As we approached the waiting room I saw Dougwell and Gina Ferris sitting side by side on a couch. They were deep in conversation so they didn’t see me. I yanked Frank’s shirt and pulled him back out of sight.
“It’s Henry’s kids,” I said. “I don’t think we should interfere.”
So Frank and I slipped out and left them to visit with their dad. It wasn’t the time for me to burst upon the scene. I’d only met them a couple of times; they both seemed to like me well enough, but I was still a relatively new presence in their lives.
“Are the cops looking for Pete?” I asked as we cruised down Pembina Highway to Bishop Grandin Boulevard.

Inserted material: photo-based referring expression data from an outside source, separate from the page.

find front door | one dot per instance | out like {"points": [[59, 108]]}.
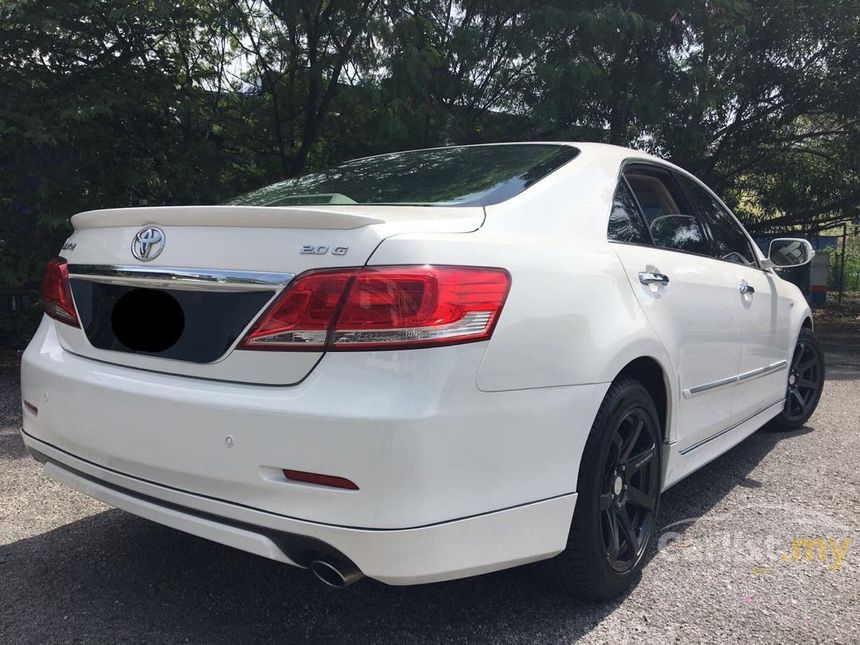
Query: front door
{"points": [[763, 370], [690, 299]]}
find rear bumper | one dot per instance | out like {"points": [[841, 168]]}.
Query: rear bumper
{"points": [[452, 481], [433, 553]]}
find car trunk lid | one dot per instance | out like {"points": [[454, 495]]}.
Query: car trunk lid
{"points": [[183, 309]]}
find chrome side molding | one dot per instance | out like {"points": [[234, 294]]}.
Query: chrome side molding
{"points": [[180, 278], [745, 376]]}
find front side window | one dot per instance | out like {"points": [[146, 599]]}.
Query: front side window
{"points": [[664, 208], [730, 242], [625, 222], [455, 176]]}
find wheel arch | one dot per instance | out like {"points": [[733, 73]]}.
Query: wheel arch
{"points": [[651, 373]]}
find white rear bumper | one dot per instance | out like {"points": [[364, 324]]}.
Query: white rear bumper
{"points": [[452, 481], [456, 549]]}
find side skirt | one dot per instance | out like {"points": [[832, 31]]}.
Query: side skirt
{"points": [[687, 460]]}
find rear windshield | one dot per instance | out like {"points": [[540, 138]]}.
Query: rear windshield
{"points": [[456, 176]]}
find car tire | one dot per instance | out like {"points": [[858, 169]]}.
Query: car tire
{"points": [[805, 383], [609, 520]]}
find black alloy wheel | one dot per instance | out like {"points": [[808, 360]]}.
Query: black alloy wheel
{"points": [[805, 382], [618, 496], [630, 490]]}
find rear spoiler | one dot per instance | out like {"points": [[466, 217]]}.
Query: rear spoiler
{"points": [[245, 216]]}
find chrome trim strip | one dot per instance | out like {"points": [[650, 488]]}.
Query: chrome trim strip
{"points": [[180, 278], [710, 386], [759, 371], [729, 429]]}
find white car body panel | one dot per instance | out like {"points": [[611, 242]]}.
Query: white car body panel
{"points": [[466, 456]]}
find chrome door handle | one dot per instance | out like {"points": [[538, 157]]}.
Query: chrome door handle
{"points": [[649, 277]]}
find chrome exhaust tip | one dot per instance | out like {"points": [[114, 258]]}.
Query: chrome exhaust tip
{"points": [[335, 574]]}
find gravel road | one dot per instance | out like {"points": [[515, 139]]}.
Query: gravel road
{"points": [[730, 567]]}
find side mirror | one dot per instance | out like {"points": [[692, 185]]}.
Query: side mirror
{"points": [[788, 252]]}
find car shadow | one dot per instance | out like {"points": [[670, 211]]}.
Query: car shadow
{"points": [[113, 576]]}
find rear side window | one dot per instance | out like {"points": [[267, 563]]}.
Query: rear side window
{"points": [[625, 222], [730, 242], [669, 219]]}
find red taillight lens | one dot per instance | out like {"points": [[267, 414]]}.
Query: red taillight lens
{"points": [[57, 293], [319, 480], [383, 308]]}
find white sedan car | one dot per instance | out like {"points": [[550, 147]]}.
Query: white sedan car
{"points": [[420, 366]]}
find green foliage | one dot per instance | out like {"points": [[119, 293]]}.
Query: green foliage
{"points": [[107, 103]]}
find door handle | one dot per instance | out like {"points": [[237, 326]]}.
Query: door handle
{"points": [[744, 287], [649, 277]]}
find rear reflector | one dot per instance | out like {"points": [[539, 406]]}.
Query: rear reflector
{"points": [[57, 293], [372, 308], [321, 480]]}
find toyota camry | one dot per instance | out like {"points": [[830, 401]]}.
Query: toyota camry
{"points": [[420, 366]]}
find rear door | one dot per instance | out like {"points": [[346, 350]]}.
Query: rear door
{"points": [[689, 298], [762, 371]]}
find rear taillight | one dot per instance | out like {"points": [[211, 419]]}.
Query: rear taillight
{"points": [[57, 293], [383, 308]]}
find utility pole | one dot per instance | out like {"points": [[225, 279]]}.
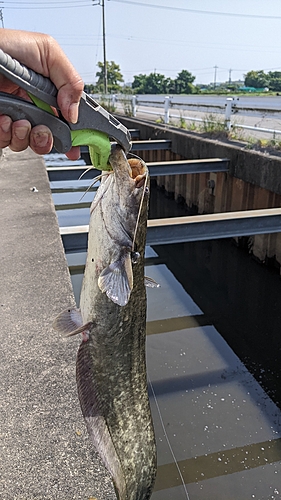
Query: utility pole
{"points": [[215, 77], [104, 48], [1, 18]]}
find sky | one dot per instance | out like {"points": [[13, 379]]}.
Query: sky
{"points": [[214, 39]]}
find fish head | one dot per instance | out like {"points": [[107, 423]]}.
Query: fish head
{"points": [[131, 180]]}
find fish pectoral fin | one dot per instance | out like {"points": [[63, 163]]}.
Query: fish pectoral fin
{"points": [[69, 322], [116, 280], [151, 283]]}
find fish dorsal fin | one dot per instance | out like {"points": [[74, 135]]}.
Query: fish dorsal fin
{"points": [[94, 412], [69, 322], [116, 280]]}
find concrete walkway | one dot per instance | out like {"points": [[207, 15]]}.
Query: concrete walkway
{"points": [[45, 452]]}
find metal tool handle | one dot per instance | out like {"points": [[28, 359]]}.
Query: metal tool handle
{"points": [[20, 109], [29, 80]]}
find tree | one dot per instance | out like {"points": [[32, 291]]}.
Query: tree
{"points": [[257, 79], [274, 80], [114, 77], [183, 82], [155, 83], [89, 88]]}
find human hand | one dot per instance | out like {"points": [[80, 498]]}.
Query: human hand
{"points": [[43, 54]]}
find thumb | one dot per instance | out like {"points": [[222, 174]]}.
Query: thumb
{"points": [[69, 96]]}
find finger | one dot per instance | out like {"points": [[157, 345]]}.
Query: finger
{"points": [[68, 100], [73, 153], [5, 130], [41, 139], [20, 135]]}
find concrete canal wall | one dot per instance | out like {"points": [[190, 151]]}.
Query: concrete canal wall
{"points": [[45, 451], [253, 180]]}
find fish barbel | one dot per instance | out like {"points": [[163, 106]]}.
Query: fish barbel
{"points": [[111, 365]]}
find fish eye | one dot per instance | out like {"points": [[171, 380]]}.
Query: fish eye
{"points": [[135, 256]]}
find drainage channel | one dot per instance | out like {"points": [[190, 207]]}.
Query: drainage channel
{"points": [[217, 431]]}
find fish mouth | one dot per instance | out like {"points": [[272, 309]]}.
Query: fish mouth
{"points": [[135, 168]]}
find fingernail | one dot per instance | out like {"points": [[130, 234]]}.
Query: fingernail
{"points": [[21, 132], [73, 112], [41, 139], [6, 125]]}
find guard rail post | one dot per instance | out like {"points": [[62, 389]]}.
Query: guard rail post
{"points": [[166, 109], [113, 100], [228, 111], [134, 106]]}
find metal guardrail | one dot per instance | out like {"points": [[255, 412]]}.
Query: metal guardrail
{"points": [[191, 228], [155, 169], [138, 104]]}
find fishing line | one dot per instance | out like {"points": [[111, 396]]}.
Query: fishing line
{"points": [[167, 439]]}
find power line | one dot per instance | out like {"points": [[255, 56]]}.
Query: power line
{"points": [[196, 11], [50, 5]]}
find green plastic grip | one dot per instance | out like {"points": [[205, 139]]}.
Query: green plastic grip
{"points": [[98, 143]]}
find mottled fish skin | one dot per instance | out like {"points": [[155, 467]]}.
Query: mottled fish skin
{"points": [[111, 366]]}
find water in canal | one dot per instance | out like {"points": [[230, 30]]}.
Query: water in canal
{"points": [[214, 361]]}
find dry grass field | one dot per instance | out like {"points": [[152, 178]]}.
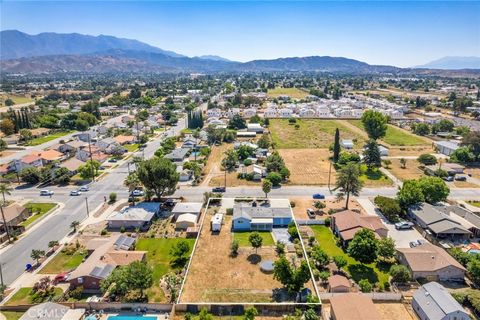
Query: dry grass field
{"points": [[411, 171], [308, 166], [215, 276], [311, 133]]}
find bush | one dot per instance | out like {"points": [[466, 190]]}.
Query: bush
{"points": [[427, 159], [365, 285], [390, 207]]}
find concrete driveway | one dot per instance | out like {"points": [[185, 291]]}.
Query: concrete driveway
{"points": [[402, 237]]}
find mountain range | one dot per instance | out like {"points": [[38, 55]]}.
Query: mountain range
{"points": [[53, 52]]}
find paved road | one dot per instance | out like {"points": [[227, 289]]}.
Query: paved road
{"points": [[57, 226]]}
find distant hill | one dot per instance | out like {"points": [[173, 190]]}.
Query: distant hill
{"points": [[16, 44], [454, 63]]}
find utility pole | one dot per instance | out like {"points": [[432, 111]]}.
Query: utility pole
{"points": [[5, 224], [86, 204]]}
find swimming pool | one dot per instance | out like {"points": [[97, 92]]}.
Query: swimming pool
{"points": [[131, 318]]}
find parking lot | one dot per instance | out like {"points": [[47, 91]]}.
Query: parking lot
{"points": [[402, 237]]}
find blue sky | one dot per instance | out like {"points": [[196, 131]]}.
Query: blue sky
{"points": [[405, 33]]}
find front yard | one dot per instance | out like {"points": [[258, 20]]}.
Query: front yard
{"points": [[38, 210], [158, 257], [375, 272]]}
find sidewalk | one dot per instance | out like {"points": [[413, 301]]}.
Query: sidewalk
{"points": [[27, 279]]}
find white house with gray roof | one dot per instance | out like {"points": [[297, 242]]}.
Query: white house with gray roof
{"points": [[252, 216], [433, 302]]}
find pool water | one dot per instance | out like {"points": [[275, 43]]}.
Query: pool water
{"points": [[131, 318]]}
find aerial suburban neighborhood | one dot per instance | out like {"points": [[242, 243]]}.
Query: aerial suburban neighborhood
{"points": [[138, 183]]}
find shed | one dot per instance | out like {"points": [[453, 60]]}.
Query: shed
{"points": [[185, 221], [216, 222]]}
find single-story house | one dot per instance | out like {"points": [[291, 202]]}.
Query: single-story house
{"points": [[347, 144], [101, 262], [338, 283], [433, 302], [255, 127], [447, 147], [346, 224], [350, 306], [431, 262], [187, 207], [138, 216], [250, 216], [178, 155], [47, 310], [439, 223], [185, 221]]}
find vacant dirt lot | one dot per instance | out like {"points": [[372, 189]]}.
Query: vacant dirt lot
{"points": [[411, 171], [308, 166], [394, 311]]}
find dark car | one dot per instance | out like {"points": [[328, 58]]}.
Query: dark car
{"points": [[219, 189]]}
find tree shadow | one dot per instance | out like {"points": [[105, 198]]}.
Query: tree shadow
{"points": [[361, 271], [254, 258]]}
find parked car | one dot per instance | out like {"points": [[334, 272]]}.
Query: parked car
{"points": [[137, 193], [311, 213], [218, 189], [46, 192], [403, 225]]}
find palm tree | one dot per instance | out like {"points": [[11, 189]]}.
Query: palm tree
{"points": [[5, 189], [348, 181]]}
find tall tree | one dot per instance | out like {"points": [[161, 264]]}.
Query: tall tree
{"points": [[336, 146], [348, 181], [375, 124]]}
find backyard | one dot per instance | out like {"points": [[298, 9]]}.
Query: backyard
{"points": [[293, 93], [396, 136], [64, 262], [375, 272], [50, 137], [311, 133], [158, 257], [38, 210]]}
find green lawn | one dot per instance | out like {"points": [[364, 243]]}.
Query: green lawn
{"points": [[158, 257], [23, 296], [12, 315], [375, 272], [131, 147], [293, 93], [396, 136], [38, 211], [50, 137], [242, 238], [63, 262], [311, 133]]}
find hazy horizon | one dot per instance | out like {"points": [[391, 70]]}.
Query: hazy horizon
{"points": [[403, 34]]}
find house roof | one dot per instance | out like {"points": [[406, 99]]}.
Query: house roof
{"points": [[72, 164], [246, 210], [337, 280], [353, 306], [428, 257], [46, 310], [12, 212], [436, 301], [187, 207], [348, 223]]}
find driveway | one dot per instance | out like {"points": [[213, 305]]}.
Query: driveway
{"points": [[402, 237]]}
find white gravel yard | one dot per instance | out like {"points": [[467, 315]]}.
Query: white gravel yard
{"points": [[402, 237]]}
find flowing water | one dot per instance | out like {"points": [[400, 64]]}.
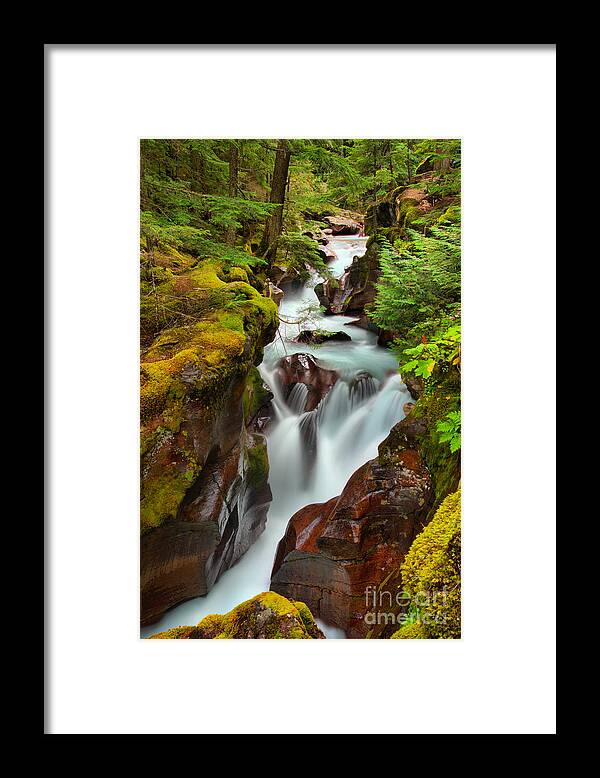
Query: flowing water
{"points": [[342, 433]]}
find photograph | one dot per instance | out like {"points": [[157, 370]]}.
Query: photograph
{"points": [[290, 292], [300, 388]]}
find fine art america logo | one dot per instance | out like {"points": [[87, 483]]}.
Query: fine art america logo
{"points": [[397, 608]]}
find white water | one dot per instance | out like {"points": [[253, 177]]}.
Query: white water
{"points": [[349, 424]]}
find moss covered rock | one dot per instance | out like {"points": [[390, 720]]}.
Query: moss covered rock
{"points": [[266, 616], [204, 492], [431, 573], [414, 631]]}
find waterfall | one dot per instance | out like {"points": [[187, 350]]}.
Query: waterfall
{"points": [[311, 454]]}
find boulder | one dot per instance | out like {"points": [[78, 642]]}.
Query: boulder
{"points": [[266, 616], [335, 554], [316, 337], [275, 293], [303, 369]]}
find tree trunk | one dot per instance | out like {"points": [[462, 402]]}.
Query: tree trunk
{"points": [[268, 246], [233, 184]]}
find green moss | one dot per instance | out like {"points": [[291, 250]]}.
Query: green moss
{"points": [[257, 465], [450, 216], [431, 571], [255, 394], [227, 325], [162, 494], [416, 631], [268, 616], [236, 274]]}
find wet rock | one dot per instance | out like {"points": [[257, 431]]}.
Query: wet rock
{"points": [[316, 337], [221, 515], [266, 616], [334, 553], [303, 369], [195, 404], [275, 293]]}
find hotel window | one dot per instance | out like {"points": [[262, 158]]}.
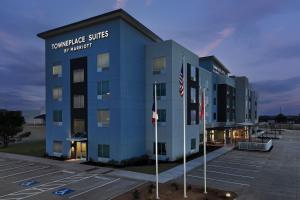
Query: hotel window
{"points": [[159, 65], [161, 115], [103, 89], [103, 151], [78, 101], [160, 90], [103, 118], [57, 70], [79, 126], [57, 116], [161, 148], [193, 95], [57, 93], [103, 62], [193, 73], [78, 75], [193, 116], [57, 147], [193, 144]]}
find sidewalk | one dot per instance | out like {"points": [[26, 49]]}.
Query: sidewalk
{"points": [[176, 171]]}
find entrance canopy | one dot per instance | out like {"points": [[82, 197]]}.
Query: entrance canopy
{"points": [[78, 137]]}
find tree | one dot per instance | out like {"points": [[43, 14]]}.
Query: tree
{"points": [[11, 123]]}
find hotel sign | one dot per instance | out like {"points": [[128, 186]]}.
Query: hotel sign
{"points": [[79, 43]]}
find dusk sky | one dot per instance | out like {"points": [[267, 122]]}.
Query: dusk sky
{"points": [[259, 39]]}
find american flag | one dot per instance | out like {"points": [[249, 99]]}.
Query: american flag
{"points": [[181, 82]]}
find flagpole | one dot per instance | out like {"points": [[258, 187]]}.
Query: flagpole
{"points": [[204, 139], [156, 151], [184, 148]]}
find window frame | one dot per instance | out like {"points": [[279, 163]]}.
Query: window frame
{"points": [[102, 94], [159, 69], [99, 122], [101, 151], [57, 75], [59, 92], [100, 66], [81, 76]]}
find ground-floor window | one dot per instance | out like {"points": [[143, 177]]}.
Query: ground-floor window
{"points": [[193, 144], [57, 146], [161, 148], [103, 150]]}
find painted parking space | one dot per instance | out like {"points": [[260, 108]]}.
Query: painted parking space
{"points": [[29, 180], [233, 171]]}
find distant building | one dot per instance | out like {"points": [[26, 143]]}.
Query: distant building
{"points": [[100, 74]]}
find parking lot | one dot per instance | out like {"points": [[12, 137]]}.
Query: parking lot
{"points": [[256, 175], [29, 180]]}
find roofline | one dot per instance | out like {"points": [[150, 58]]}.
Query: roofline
{"points": [[215, 59], [120, 13]]}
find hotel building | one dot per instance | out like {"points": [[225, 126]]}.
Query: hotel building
{"points": [[100, 74]]}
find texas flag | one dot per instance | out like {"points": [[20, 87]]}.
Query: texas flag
{"points": [[154, 113]]}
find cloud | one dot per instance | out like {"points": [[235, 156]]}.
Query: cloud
{"points": [[120, 4], [224, 34], [274, 94]]}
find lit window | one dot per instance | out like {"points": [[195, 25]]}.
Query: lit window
{"points": [[78, 126], [159, 65], [193, 116], [161, 148], [78, 75], [193, 73], [103, 89], [103, 118], [193, 144], [103, 62], [57, 93], [57, 70], [57, 116], [193, 95], [57, 147], [78, 101], [103, 151], [161, 115], [160, 90]]}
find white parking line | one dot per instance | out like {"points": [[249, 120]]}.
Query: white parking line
{"points": [[219, 180], [55, 172], [4, 170], [24, 172], [250, 170], [235, 163], [99, 186], [14, 163], [123, 192], [230, 174], [242, 160], [22, 194]]}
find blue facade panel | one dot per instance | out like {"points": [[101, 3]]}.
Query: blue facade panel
{"points": [[126, 76]]}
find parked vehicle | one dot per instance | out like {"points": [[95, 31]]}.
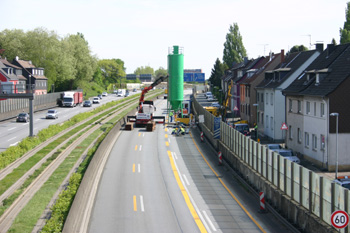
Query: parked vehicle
{"points": [[288, 154], [121, 92], [72, 98], [52, 114], [87, 103], [96, 100], [22, 117], [242, 128]]}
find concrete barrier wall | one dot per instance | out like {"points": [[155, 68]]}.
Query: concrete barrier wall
{"points": [[300, 195]]}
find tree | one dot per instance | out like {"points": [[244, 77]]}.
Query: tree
{"points": [[144, 70], [234, 50], [297, 48], [345, 32], [161, 72], [217, 73]]}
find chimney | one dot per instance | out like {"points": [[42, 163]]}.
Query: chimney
{"points": [[319, 47], [330, 49], [282, 55]]}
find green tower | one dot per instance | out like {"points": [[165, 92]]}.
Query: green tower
{"points": [[176, 77]]}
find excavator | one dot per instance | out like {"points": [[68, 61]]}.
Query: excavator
{"points": [[146, 108]]}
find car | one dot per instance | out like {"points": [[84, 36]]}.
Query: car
{"points": [[207, 93], [344, 181], [288, 154], [52, 114], [96, 100], [273, 146], [242, 128], [22, 117], [210, 98], [87, 103]]}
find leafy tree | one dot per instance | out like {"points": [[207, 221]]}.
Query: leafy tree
{"points": [[234, 50], [298, 48], [217, 73], [144, 70], [345, 32], [161, 72]]}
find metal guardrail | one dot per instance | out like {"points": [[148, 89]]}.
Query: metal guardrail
{"points": [[319, 195]]}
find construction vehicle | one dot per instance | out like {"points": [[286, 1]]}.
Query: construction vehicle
{"points": [[146, 108]]}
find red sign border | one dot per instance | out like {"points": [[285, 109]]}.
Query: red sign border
{"points": [[347, 219]]}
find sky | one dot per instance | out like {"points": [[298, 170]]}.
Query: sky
{"points": [[140, 32]]}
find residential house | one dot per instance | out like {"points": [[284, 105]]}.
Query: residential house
{"points": [[322, 89], [271, 88], [247, 86], [12, 75], [35, 77]]}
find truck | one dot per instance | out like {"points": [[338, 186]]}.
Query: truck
{"points": [[72, 98], [121, 92], [146, 108]]}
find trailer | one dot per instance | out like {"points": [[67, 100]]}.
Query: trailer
{"points": [[72, 98]]}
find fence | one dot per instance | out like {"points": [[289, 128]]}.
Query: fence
{"points": [[261, 167]]}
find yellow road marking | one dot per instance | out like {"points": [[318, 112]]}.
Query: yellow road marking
{"points": [[223, 184], [135, 203], [185, 195]]}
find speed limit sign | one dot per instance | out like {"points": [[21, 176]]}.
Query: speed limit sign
{"points": [[340, 219]]}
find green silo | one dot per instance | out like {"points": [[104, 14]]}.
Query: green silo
{"points": [[176, 77]]}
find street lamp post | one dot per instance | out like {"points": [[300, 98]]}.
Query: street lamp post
{"points": [[336, 142], [257, 134]]}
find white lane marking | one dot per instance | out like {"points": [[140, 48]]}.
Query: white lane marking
{"points": [[186, 180], [208, 219], [193, 202], [174, 154], [11, 139], [14, 144], [141, 204]]}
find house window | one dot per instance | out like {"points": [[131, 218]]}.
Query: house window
{"points": [[306, 139], [307, 107], [290, 105], [314, 142], [322, 142], [271, 98], [290, 132], [315, 108], [271, 123]]}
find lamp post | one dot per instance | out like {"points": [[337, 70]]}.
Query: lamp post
{"points": [[336, 142], [257, 134]]}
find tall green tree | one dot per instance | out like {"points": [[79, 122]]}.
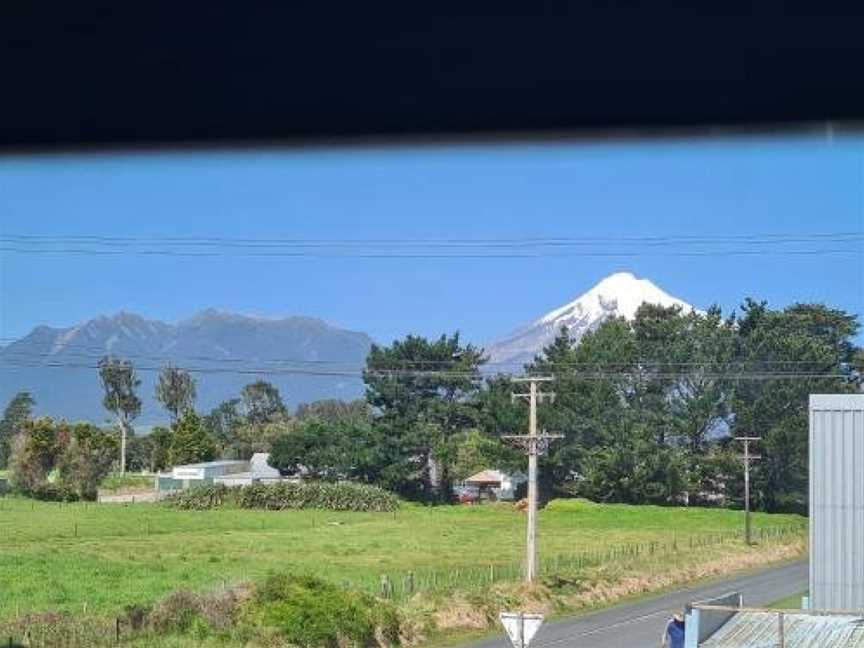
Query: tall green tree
{"points": [[787, 354], [329, 450], [86, 459], [175, 389], [422, 393], [18, 411], [119, 383], [224, 423], [190, 442], [262, 403], [35, 450]]}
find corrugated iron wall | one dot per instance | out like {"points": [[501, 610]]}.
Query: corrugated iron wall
{"points": [[837, 501]]}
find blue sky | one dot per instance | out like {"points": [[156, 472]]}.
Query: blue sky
{"points": [[741, 186]]}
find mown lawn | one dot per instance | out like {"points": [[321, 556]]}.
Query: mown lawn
{"points": [[69, 556]]}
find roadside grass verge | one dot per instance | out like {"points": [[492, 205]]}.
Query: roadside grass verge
{"points": [[102, 558], [117, 483]]}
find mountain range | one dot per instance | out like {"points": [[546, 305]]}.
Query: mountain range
{"points": [[306, 358]]}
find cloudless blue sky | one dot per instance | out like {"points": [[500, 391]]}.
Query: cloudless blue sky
{"points": [[741, 186]]}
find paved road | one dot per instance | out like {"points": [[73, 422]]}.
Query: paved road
{"points": [[639, 625]]}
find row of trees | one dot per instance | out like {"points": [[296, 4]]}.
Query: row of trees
{"points": [[648, 409]]}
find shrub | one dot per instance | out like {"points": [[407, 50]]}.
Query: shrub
{"points": [[341, 496], [310, 612], [53, 493]]}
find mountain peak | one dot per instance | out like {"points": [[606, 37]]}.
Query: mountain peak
{"points": [[618, 295]]}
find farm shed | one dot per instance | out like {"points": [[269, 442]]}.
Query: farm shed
{"points": [[837, 501], [259, 472], [495, 484], [759, 628], [188, 475]]}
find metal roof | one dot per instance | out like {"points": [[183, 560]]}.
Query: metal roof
{"points": [[760, 629], [486, 477], [215, 464]]}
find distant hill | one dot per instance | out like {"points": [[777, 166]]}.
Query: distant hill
{"points": [[304, 356], [618, 295]]}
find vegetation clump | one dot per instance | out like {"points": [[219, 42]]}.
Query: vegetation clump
{"points": [[340, 496], [308, 611]]}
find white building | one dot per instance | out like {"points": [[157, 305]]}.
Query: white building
{"points": [[231, 472], [494, 484], [259, 472]]}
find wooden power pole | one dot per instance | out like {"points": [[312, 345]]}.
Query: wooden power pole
{"points": [[533, 444], [747, 458]]}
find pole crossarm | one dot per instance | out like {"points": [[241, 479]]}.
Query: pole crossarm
{"points": [[538, 444], [533, 444]]}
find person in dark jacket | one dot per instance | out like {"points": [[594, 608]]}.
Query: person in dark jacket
{"points": [[673, 635]]}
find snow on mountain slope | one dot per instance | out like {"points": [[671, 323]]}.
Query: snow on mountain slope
{"points": [[619, 294]]}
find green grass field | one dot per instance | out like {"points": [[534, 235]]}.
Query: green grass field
{"points": [[69, 556]]}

“I think we’ve pretty much decided to wait until Henry wakes up in a clearer state and then ask him about it.”
“Hmph!” I said.
“We need more to go on, Cherry, than the relationship between you and your brother.”
“And the ID in Henry’s pocket.”
“Yes. That’s a good point.”
I liked Frank, but once again, I found myself wondering if he wasn’t a bit dim.
“How did they get to the stockyards?” I asked. “Pete doesn’t have a car. Or maybe he does. I don’t even know.”
“Henry’s car was reported missing along with Henry,” said Frank.
I thought about this as we drove down St. Mary’s Road.
“Do you mind if I stop in at St. Leon Gardens?” Frank asked as he pulled into their parking lot.
“I guess Pete must have gone to call on Henry,” I said. “Taken a taxi maybe and then talked him into going for a ride.”
Frank was out of the car and heading for the corn on the cob. I hurried along behind him. He bought a dozen and a half.
“My kids are maniacs when it comes to corn,” Frank said. “Me too, actually.” He smiled.
“Has Henry’s car turned up?” I asked.
“No.” Frank flipped out his wallet to pay for the corn.
“I bet it’s somewhere in Norwood between the stockyards and my house,” I said.
Frank looked at me, handed me his bag of corn and made another phone call.
“They found it already,” he said when he hung up. “On Des Meurons, in the block just south of Marion. There was an iron on the front seat.”
“An iron?”
“Yeah. A small one. It might be what caused the bump on Henry’s head.”